El número tres del partido, en sustitución de Carlos Floriano, es ahora Fernando Martínez Maillo, presidente de la Diputación de Zamora y vicepresidente de la Federación Española de Municipios y Provincias. En su haber se encuentra que en las pasadas elecciones de mayo consiguió como líder del partido en Zamora mantener la presidencia de la Diputación. En su debe está que la alcaldía de la ciudad ha pasado a manos de IU, gracias a un pacto con el PSOE.

Por su parte, Javier Maroto ha sido hasta ahora uno de los hombres con más peso en el PP del País Vasco desde su puesto de alcalde de Vitoria. El pasado día 13 fue desbancado del Ayuntamiento por un pacto entre el PNV, Bildu e Izquierda Unida.

Con 31 años de edad, Andrea Levy es una de las dirigentes con más proyección del PP catalán, por su presencia habitual en los medios de comunicación y en las redes sociales. Mujer de la confianza de la presidenta del PP regional, Alicia Sánchez Camacho, Levy mantiene buenas relaciones con Jorge Moragas.

Pablo Casado era el único nombre -de las cuatro caras nuevas que aterrizan en Génova- que aparecía en todas las quinielas para hacerse responsable de la vicesecretaría de comunicación. Director de campaña en las pasadas elecciones municipales y autonómicas, Casado es un valor en alza en el PP, pues es un hombre de total confianza para Rajoy… Y para Aznar.

Rajoy confía en Moragas para ganar las generales

Por otra parte, el presidente del Gobierno parece no fiarse demasiado del banquillo que tiene al frente del partido, ya que ha nombrado a su hombre de confianza en Moncloa como director de la campaña para los comicios generales. Jorge Moragas, jefe der gabinete del presidente del Gobierno, será el encargado de llevar a los populares a la victoria en las legislativas de noviembre.

Ante el Comité Ejecutivo del PP –donde estaban presentes la mayor parte de los barones territoriales del partido-, el presidente del Gobierno hizo en su discurso un escaso ejercicio de autocrítica. Se limitó a reconocer que su partido, aunque ganó las elecciones de mayo, ha perdido amplio poder territorial por la crisis económica y los escándalos de corrupción política.

En cuanto a la corrupción, señaló que los populares han pagado un precio altísimo por ella en las urnas. Para dar más fuerza a sus palabras, habló de lo ocurrido en octubre de 2014 –mes en el que estalló la operación Púnica-, cuando el PP, según todos los estudios demoscópicos, se desplomó diez puntos en intención de voto.

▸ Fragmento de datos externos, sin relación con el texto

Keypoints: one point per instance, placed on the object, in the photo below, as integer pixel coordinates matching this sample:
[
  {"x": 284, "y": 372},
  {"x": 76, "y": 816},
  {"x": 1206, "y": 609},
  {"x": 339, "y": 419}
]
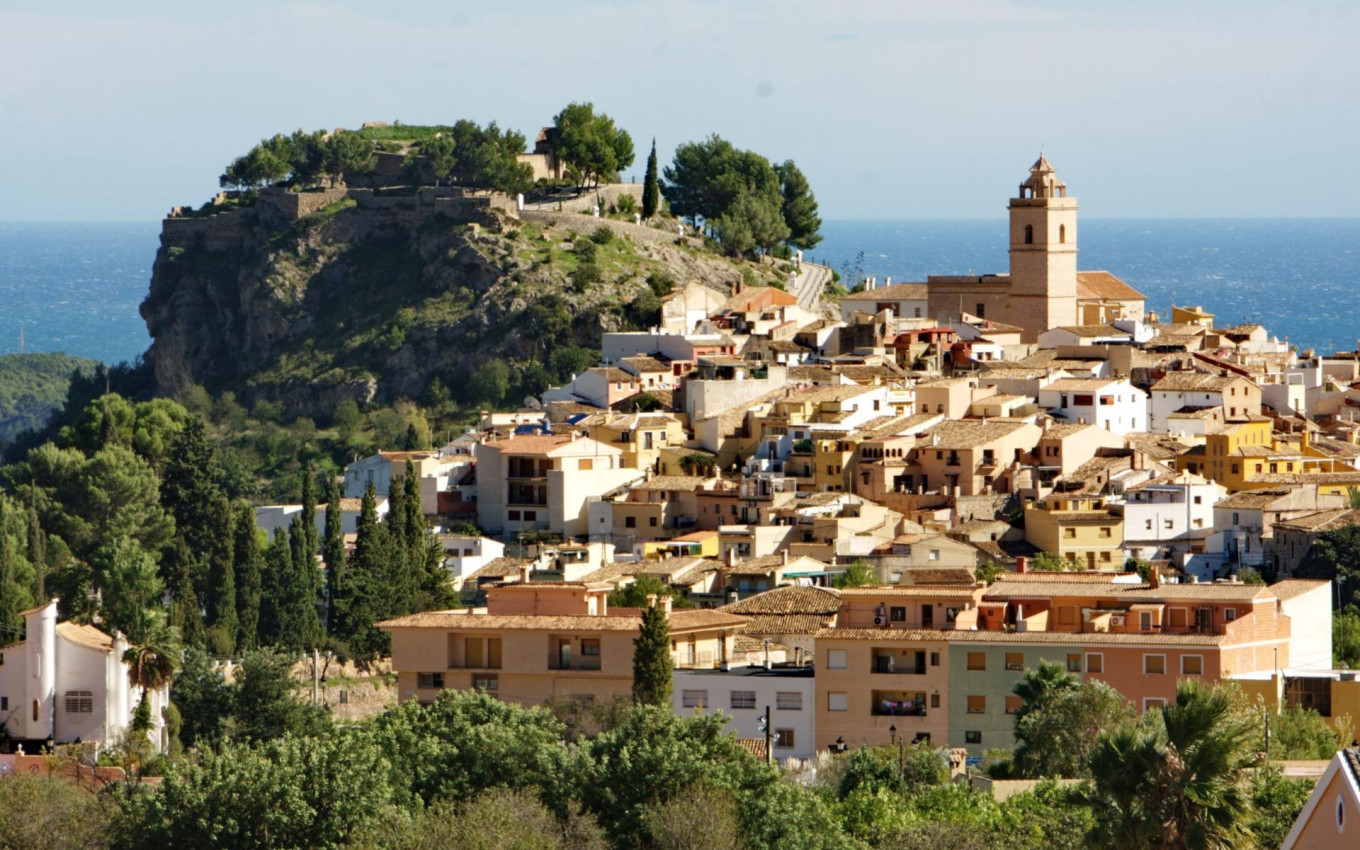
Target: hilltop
[{"x": 381, "y": 294}]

Rajoy justificó el batacazo en las elecciones de mayo en que el PP ha perdido por el centro y la abstención, al tiempo que habló de cuatro razones importantes: la primera, en el aumento del voto de la izquierda, que –según dijo de manera sorprendente- es un fenómeno que suele darse en las crisis profundas; la segunda, en que no hubo aumento de la participación, un hecho que motivó el trasvase de votos del PP a otras fuerzas políticas; la tercera, en el hecho de que el bipartidismo no ha desaparecido, pero sí ha reducido peso; y, la cuarta, en la fragmentación del voto, que afecta a las mayorías de gobierno en autonomías y ayuntamientos.

A su vez, el presidente del Gobierno quiso lanzar un mensaje de optimismo a los principales barones del partido. En este sentido, señalo que el PP sigue siendo la primera fuerza política en número de votos, al tiempo que el PSOE –“nuestro principal rival en las urnas”, señaló desautorizando a otros dirigentes del Gobierno que hablan de que el único adversario para la Moncloa es Pablo Iglesias y Podemos- registró en mayo sus peores resultados en unas elecciones municipales desde 1979.

Como gran acción política para movilizar a su electorado, Rajoy anunció que el PP celebrará a mediados de julio una conferencia política, en la que se sentarán las bases para la elaboración del programa con el que los populares concurrirán a los comicios de noviembre.

Por último, Rajoy hizo hincapié en que cumplirá su mandato constitucional de presentar en las Cortes los Presupuestos Generales del Estado para 2016, comprometiendo al Gobierno que salga de las urnas en las elecciones generales.